"That's how we can prevent a piece of malware from accessing a memory segment it's not authorized to, because it will do that color code checking and abort the program if it doesn't match," Chou said.
The feature is significant because customers are putting larger amounts of data in memory for analytics, where it's more to vulnerable to attack. The secured memory technology will be available to any application that runs on the M7 systems, Chou said, not just those from Oracle. It can also uncover low-level bugs in software because it exposes any problems with memory allocation, he said.
For decompression, the accelerator in the chip runs at the full speed of Oracle's in-memory database, meaning customers can use compressed data for in-memory computing without the performance overhead they would normally incur.
Oracle is offering the M7 chip both in its T-series servers, used for scale-out configurations, and in its M-series servers, which scale up to form big SMP boxes. It's the first time Oracle will use the same processor across both product lines. "We literally have one chip," Chou said. "We have exactly one part number for the M7."
The processor has 32 cores, up from 12 in the M6, and a clock speed that tops out 15 percent faster, at 4.1GHz. It has four times the cache per core as its predecessor, and doubles memory bandwidth.
Oracle claims its new servers run common benchmarks like SpecJ with full encryption and still best those of rivals like IBM. Real world performance will depend on a lot of customer-specific variables, but the M7 looks like a powerful chip.
The T series servers are offered with one, two and four processor sockets, and the M series servers with eight to 16 sockets.

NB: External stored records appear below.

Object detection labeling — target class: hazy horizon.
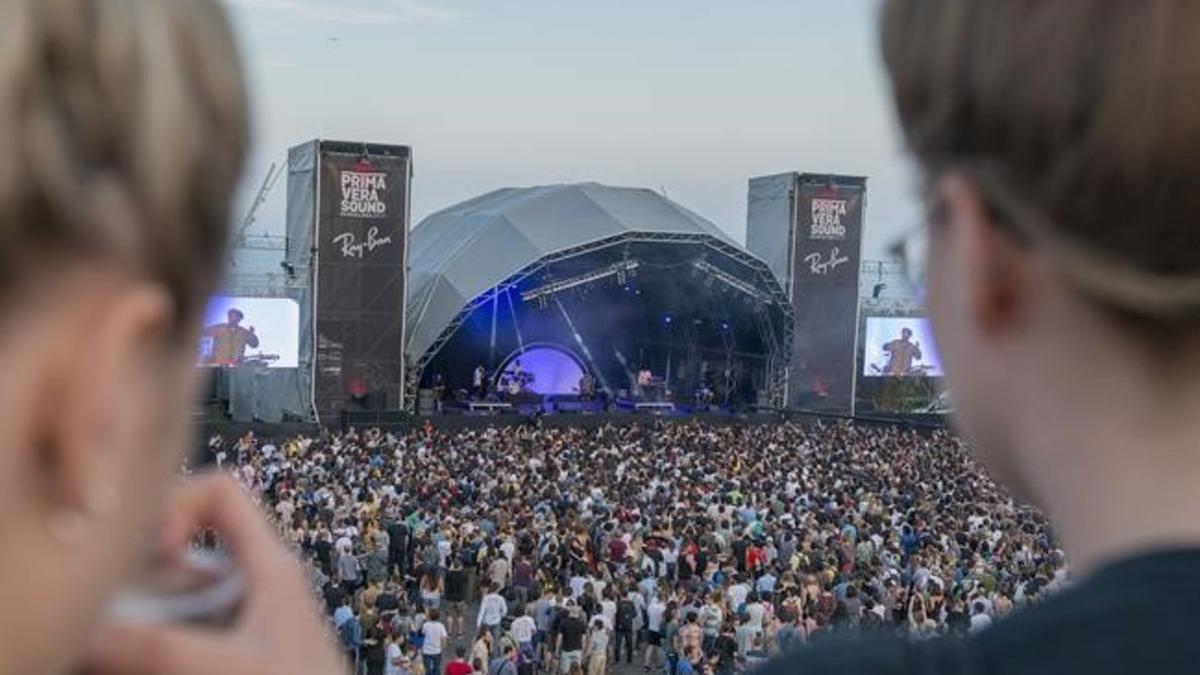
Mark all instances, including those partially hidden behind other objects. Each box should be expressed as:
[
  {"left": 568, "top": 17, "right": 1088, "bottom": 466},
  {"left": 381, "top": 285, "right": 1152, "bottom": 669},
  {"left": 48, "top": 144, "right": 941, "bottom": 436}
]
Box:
[{"left": 226, "top": 0, "right": 921, "bottom": 259}]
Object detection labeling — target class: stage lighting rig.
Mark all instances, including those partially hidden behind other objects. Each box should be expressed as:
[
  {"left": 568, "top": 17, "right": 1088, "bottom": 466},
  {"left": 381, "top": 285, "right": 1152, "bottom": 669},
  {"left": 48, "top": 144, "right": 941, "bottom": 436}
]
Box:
[
  {"left": 691, "top": 260, "right": 771, "bottom": 304},
  {"left": 521, "top": 260, "right": 641, "bottom": 303}
]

That's fewer than the 32-socket configurations supported by the M6, but Oracle apparently wasn't seeing a lot of demand for the biggest configurations. "We think 16-way will be very sufficient," Chou said.
The new servers also allow for live migration of virtual machines while encrypted, for tasks like disaster recovery or planned maintenance.
"If you have a rogue employee who puts a packet sniffer on the network, or malware that's able to commandeer VMs in transit, you'll get nothing back in terms of usable data," he said.
Oracle needs the new capabilities if it's going to win new customers for its hardware, at a time when the Unix market overall is declining and customers are putting more workloads into the cloud.
"The biggest challenge Oracle is facing is that it's still an uphill battle to get people who aren't already using Sparc and Solaris to move onto anything that isn't broadly industry standard," Brookwood said.
But Ellison has shown shown a continued willingness to invest in Sparc.
"He has the resources to keep this going as long as he wants, and that's important," Brookwood said. "It's a luxury Sun never had."